SQL Pipelines
SQL pipelines are the core building block of RAT. You write a SELECT statement, and RAT handles execution, deduplication, Iceberg writes, quality testing, and branch isolation. If you can write SQL, you can build data pipelines.
Basic Structure
Every SQL pipeline lives in a file called pipeline.sql inside your pipeline directory:
{namespace}/pipelines/{layer}/{pipeline_name}/pipeline.sqlFor example, a pipeline called clean_orders in the silver layer of the ecommerce namespace:
ecommerce/pipelines/silver/clean_orders/pipeline.sqlAt its simplest, a pipeline is just a SELECT statement:
SELECT
id,
TRIM(name) AS name,
CAST(price AS DECIMAL(10, 2)) AS price,
created_at
FROM {{ ref('bronze.raw_products') }}
WHERE price > 0RAT takes the result of your SELECT and writes it to an Apache Iceberg table. The table name is derived from the pipeline’s location: {namespace}.{layer}.{pipeline_name}.
Annotations
Annotations are special SQL comments at the top of your pipeline that configure how RAT processes the result. They use the -- @key: value format:
-- @merge_strategy: incremental
-- @unique_key: order_id
-- @watermark_column: updated_at
-- @description: Deduplicated orders with latest status
SELECT * FROM {{ ref('bronze.raw_orders') }}
{% if is_incremental() %}
WHERE updated_at > '{{ watermark_value }}'
{% endif %}Available Annotations
| Annotation | Values | Description |
|---|---|---|
@merge_strategy | full_refresh, incremental, append_only, delete_insert, scd2, snapshot | How new data merges with existing data. Default: full_refresh |
@unique_key | Column name(s) | Primary key for dedup. Comma-separated for composite keys |
@watermark_column | Column name | Column used to track incremental progress |
@description | Free text | Human-readable description shown in the portal |
@partition_column | Column name | Partition column for snapshot strategy |
@archive_landing_zones | true / false | Move landing zone files to _processed/ after run |
@scd_valid_from | Column name | SCD2: column for record start date. Default: valid_from |
@scd_valid_to | Column name | SCD2: column for record end date. Default: valid_to |
@materialized | table | Materialization type (currently only table) |
Annotations must appear at the top of the file before any SQL or Jinja code. The order of annotations does not matter, but by convention they are listed in this order: merge_strategy, unique_key, watermark_column, partition_column, scd_valid_from, scd_valid_to, archive_landing_zones, materialized, description.

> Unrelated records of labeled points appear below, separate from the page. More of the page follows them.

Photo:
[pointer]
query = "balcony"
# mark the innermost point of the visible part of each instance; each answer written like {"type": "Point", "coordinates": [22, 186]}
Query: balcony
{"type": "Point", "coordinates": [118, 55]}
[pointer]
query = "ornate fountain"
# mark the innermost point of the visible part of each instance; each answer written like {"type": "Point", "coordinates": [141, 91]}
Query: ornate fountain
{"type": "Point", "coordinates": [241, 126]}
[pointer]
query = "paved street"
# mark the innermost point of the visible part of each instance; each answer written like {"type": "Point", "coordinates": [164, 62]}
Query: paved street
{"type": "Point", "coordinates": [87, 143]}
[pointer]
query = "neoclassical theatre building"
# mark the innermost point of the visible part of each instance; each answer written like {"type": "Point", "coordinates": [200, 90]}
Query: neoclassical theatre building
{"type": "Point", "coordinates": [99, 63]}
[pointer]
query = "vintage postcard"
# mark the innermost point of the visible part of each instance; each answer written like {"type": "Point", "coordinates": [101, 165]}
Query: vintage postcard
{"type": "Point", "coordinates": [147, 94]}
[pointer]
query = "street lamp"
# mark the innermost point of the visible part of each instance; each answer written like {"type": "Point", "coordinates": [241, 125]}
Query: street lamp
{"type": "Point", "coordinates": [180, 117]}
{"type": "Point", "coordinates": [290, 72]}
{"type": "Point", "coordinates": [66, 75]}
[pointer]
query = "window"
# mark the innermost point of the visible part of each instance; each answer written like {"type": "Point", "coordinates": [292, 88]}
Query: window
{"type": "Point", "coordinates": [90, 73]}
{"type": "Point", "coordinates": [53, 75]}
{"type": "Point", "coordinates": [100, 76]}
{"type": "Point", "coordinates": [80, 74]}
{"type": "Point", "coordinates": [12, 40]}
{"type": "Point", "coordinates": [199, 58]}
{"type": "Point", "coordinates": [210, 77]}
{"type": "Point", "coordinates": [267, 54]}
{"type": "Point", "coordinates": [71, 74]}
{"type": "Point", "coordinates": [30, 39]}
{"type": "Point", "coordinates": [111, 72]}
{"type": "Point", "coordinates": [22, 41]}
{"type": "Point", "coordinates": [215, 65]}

Annotations vs config.yaml
You can also configure pipelines via a config.yaml file in the same directory:
merge_strategy: incremental
unique_key: order_id
watermark_column: updated_at
description: Deduplicated orders with latest statusWhen both exist, annotations win. The resolution order is:
- Annotations in
pipeline.sql(highest priority) config.yamlin the pipeline directory- Default values
If you define merge_strategy: full_refresh in config.yaml but -- @merge_strategy: incremental in the SQL file, the pipeline will use incremental. This can be confusing — pick one approach and stick with it.
Jinja Templating
RAT pipelines use Jinja2 templating to inject dynamic values and references. Jinja expressions are wrapped in {{ }} for values and {% %} for control flow.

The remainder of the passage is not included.